L'animal est une annélide polychète ; c'est donc un ver annelé au corps cylindrique, de 45 à 80 anneaux qui correspondent à des métamères* (20 à 60 mm de long), aplati et plus large postérieurement. La partie antérieure, le prostomium*, porte deux sillons nucaux, probablement à rôle sensoriel. Les premiers segments ne portent pas de soies* mais le dernier de ceux-ci porte la paire de palpes et, juste dessous, sont fixés 4 à 5, voire 8, paires de longs filaments branchiaux, filiformes ou en forme de clou.
Toutes les espèces du genre Dodecaceria occupent une galerie aplatie latéralement en forme de flasque, droite ou légèrement sinueuse, avec une seule ouverture. La tête et l'anus sont dans cette ouverture.
Nous ne retenons que les espèces des eaux européennes (selon Petersen 1999) du genre Dodecaceria, soit 6 espèces sur une vingtaine d'espèces reconnues dans le genre. Toutes ces espèces sont très proches et vivent dans le même biotope*. De plus, certains des autres genres sont également très proches de Dodecaceria.
Pour des plongeurs, l'identification de l'espèce pour les Dodecaceria est complexe, d'autant plus que certaines d'entre elles font l'objet de controverses et que la description de la première espèce D. concharum, par Örstedt en 1843, est incomplète.

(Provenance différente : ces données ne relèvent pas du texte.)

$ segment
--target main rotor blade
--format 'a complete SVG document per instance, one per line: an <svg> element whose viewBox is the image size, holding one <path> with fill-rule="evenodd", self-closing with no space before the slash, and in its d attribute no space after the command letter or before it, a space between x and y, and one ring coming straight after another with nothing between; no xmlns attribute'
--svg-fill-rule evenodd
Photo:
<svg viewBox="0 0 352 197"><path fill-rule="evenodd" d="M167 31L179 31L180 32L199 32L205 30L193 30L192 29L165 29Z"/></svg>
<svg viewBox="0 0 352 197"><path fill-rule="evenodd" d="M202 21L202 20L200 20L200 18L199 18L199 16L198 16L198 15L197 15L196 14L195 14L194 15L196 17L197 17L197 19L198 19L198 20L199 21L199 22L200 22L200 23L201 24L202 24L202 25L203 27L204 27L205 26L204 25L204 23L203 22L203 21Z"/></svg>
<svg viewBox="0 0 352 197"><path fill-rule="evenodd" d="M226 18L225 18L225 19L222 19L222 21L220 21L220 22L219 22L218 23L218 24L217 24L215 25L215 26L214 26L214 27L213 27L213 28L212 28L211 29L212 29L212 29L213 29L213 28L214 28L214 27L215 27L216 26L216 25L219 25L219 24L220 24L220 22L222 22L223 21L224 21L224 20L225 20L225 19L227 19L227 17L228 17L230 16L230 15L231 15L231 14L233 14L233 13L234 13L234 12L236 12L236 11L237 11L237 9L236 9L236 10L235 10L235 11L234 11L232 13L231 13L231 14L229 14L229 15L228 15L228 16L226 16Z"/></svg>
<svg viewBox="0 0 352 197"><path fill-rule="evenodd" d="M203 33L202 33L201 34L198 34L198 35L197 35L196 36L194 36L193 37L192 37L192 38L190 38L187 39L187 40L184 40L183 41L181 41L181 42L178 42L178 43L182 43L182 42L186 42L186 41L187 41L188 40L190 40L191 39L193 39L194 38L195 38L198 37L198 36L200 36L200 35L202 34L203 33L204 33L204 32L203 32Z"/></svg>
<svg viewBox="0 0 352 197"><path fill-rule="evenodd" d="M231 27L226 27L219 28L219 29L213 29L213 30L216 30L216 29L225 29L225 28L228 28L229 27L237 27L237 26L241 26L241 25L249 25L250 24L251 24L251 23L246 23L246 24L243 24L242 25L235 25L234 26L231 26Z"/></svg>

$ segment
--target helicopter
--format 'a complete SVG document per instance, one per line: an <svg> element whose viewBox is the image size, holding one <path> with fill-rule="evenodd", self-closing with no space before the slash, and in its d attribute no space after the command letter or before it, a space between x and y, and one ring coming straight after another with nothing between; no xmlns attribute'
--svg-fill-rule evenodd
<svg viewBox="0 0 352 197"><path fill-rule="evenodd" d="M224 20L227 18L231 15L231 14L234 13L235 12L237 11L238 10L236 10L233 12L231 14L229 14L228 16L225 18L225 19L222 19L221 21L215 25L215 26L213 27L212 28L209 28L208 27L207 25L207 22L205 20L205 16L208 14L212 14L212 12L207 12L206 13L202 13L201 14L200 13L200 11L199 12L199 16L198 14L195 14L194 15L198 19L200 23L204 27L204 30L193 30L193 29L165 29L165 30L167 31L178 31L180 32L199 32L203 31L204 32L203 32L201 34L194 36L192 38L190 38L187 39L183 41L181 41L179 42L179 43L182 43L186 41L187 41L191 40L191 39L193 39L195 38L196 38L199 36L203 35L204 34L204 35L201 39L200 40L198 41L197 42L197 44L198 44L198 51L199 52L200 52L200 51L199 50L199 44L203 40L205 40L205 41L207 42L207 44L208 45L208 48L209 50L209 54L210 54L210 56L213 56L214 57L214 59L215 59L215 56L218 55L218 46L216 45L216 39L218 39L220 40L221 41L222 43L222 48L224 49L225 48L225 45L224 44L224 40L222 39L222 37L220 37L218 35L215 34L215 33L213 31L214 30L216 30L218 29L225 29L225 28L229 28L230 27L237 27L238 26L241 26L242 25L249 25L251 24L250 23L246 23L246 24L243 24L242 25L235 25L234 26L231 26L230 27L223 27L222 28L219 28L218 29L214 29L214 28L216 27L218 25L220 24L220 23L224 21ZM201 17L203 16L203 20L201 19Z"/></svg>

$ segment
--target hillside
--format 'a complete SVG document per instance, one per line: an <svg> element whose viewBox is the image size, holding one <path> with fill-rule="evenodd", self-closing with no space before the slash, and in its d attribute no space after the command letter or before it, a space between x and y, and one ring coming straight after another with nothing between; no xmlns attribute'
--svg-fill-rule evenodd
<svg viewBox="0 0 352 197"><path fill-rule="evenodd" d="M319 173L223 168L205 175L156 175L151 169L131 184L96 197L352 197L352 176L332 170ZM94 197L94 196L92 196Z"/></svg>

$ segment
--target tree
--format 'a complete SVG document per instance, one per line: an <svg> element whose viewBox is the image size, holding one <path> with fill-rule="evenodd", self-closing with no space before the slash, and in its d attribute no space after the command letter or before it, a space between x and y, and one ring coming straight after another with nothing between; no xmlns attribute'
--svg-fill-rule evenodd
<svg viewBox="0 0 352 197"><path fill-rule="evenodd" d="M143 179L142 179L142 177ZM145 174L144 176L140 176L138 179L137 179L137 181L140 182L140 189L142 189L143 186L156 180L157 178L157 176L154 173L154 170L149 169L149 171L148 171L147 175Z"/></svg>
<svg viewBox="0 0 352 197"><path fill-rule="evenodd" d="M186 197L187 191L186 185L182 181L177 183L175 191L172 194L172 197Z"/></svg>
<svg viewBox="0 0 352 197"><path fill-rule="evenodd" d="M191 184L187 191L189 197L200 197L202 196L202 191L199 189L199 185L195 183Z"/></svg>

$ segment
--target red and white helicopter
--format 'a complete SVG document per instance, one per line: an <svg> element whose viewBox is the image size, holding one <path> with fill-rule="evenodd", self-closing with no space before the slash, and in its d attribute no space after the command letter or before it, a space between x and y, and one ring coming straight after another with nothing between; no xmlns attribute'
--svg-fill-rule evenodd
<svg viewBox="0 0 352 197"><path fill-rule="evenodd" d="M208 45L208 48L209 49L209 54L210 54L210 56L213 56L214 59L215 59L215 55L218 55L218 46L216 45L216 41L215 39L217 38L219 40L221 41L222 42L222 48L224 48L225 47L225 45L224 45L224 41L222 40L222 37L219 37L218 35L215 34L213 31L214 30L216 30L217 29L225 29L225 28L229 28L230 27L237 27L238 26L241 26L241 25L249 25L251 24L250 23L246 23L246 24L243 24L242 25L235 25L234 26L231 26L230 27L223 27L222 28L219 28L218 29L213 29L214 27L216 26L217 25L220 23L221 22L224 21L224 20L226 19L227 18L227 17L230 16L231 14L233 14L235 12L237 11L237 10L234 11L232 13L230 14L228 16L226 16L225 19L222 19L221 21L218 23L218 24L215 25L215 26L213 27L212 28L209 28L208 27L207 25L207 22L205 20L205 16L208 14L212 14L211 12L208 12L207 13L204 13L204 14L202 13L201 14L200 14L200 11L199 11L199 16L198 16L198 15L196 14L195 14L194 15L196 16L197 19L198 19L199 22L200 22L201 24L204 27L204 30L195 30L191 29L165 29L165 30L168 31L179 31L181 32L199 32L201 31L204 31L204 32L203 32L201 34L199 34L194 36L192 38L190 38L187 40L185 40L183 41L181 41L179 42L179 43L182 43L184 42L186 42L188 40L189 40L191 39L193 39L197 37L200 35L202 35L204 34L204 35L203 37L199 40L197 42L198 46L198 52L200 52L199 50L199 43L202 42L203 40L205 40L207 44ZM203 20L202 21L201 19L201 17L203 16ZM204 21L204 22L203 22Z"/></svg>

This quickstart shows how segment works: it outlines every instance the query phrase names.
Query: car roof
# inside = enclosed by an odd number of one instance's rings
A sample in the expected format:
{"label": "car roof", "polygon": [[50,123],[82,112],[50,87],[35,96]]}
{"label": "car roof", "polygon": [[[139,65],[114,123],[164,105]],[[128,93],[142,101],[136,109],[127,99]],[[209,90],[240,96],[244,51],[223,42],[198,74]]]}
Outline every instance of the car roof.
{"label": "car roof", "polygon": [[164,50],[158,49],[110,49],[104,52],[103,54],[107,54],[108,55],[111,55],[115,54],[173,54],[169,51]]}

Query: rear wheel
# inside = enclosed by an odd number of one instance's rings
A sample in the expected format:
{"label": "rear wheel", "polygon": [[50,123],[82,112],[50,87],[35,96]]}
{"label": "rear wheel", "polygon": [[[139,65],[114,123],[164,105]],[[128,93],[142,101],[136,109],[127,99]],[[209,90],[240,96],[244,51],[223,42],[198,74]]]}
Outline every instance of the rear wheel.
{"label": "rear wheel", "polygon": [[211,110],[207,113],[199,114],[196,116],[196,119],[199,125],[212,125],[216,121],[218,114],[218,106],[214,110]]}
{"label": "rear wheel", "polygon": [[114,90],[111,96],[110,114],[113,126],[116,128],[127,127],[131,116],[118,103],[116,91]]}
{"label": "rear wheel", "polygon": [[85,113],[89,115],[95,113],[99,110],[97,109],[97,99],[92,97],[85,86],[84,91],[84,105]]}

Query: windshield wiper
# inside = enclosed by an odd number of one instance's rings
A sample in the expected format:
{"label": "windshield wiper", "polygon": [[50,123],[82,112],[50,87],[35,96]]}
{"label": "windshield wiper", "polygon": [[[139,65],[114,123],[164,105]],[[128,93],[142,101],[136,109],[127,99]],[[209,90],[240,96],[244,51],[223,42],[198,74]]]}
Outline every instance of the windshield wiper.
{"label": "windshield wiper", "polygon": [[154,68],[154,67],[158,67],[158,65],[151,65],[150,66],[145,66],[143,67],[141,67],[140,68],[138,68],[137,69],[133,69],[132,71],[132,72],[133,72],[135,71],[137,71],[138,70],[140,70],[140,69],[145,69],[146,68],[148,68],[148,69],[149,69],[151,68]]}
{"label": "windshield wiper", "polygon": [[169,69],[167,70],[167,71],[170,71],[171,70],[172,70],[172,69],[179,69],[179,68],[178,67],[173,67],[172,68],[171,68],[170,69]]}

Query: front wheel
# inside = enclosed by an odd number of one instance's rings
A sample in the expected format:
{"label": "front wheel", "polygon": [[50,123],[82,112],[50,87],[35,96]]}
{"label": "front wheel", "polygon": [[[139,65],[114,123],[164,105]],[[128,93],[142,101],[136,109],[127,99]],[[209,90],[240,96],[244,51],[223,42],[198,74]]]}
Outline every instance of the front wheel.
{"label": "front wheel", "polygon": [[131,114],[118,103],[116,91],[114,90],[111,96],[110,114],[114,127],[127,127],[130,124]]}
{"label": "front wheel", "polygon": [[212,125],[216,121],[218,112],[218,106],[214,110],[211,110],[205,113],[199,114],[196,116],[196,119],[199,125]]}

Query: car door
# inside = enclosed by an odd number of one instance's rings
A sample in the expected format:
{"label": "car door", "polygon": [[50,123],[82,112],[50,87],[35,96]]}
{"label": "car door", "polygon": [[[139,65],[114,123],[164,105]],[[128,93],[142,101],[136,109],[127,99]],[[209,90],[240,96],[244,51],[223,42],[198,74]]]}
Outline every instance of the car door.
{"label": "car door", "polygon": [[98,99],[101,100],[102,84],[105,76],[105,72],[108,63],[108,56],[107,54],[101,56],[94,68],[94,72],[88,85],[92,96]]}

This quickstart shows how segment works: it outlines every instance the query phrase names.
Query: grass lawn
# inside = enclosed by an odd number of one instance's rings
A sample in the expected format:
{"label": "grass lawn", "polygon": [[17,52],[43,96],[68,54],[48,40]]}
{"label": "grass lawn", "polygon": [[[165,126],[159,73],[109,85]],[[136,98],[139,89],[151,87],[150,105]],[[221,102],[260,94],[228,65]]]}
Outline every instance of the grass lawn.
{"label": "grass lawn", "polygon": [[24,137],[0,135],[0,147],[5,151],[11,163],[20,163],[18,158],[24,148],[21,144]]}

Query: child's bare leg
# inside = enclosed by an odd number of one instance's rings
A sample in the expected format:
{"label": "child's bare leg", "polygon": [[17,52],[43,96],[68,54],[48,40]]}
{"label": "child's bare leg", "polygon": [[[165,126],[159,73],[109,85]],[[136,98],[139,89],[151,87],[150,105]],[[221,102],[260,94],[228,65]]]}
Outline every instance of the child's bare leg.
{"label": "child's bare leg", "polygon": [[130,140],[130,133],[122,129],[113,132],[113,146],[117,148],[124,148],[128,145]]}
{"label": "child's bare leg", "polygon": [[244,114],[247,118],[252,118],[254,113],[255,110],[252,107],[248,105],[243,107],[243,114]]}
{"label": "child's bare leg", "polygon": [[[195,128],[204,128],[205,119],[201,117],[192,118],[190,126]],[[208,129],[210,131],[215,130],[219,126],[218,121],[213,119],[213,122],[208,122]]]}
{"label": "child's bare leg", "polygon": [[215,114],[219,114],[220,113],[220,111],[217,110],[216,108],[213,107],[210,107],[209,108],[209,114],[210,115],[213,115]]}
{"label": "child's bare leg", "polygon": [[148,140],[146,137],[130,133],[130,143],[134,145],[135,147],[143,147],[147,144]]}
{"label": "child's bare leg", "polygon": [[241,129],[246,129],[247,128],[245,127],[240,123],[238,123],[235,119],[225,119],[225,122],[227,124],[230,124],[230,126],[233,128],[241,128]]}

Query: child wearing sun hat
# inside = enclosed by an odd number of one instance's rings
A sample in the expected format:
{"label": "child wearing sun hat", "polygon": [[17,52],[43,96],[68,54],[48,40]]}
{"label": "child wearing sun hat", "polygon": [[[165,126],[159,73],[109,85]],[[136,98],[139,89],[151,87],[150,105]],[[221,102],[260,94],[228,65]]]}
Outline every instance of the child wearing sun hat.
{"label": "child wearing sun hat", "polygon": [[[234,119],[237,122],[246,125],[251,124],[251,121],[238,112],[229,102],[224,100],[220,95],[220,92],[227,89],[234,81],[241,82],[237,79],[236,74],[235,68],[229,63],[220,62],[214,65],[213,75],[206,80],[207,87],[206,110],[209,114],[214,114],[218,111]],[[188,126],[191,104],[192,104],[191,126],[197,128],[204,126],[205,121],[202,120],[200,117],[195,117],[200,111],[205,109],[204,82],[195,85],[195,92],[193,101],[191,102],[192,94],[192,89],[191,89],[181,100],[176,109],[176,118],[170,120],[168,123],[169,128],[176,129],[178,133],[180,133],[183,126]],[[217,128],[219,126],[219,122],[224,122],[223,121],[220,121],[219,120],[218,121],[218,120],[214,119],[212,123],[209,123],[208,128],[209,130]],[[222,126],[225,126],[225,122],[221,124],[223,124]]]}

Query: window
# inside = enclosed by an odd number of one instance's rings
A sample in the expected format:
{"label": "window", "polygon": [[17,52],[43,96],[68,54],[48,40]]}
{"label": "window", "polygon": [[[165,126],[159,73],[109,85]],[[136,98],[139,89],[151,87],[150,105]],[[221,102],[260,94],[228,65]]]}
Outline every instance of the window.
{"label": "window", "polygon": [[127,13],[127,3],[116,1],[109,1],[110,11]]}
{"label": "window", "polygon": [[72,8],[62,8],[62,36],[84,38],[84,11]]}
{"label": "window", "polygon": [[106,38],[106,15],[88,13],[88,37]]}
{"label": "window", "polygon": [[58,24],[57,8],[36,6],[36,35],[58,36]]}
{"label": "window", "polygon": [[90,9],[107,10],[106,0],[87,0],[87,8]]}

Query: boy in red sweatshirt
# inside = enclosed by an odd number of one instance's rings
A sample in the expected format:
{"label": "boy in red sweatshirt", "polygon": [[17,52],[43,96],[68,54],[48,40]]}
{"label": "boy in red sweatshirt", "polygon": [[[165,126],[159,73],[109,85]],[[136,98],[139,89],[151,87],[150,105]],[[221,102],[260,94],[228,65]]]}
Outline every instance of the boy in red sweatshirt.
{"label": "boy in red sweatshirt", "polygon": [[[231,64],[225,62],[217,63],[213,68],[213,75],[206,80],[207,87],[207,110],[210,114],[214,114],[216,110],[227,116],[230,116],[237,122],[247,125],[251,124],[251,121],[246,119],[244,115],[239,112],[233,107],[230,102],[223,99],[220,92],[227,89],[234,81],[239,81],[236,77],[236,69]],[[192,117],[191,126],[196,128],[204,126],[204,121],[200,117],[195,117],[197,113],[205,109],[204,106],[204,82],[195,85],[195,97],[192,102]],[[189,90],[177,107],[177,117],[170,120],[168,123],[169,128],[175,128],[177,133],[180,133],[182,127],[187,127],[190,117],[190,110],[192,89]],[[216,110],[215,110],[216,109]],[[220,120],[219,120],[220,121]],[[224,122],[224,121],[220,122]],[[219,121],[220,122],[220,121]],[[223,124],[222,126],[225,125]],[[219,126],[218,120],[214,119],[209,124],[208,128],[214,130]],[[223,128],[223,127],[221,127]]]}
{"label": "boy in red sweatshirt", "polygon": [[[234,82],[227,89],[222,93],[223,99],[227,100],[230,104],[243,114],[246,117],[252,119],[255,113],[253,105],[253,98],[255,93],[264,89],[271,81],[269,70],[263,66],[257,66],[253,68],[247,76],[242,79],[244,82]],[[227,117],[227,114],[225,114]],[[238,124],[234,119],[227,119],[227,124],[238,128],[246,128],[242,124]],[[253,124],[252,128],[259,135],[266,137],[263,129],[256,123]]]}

D'après Worsfold 2009, si vous pouvez voir des fentes nucales, vous n'êtes pas en présence de D. concharum, chez qui les organes nucaux ne sont pas visibles.
Il existe d'autres vers perforants comme ceux du genre Polydora. On ne voit alors que les 2 palpes sortant du trou car les branchies ne sont pas visibles.
Le panache branchial et la paire de palpes canaliculés sont à l'extérieur du tube. Les palpes, de 25 à 30 mm de long, présentent un canal recouvert de mucus. En se tortillant, ils explorent de façon indépendante les alentours du trou. Les particules alimentaires adhèrent aux palpes grâce à ce mucus et sont conduites par des cils, le long du canal. Les plus grosses particules sont rejetées.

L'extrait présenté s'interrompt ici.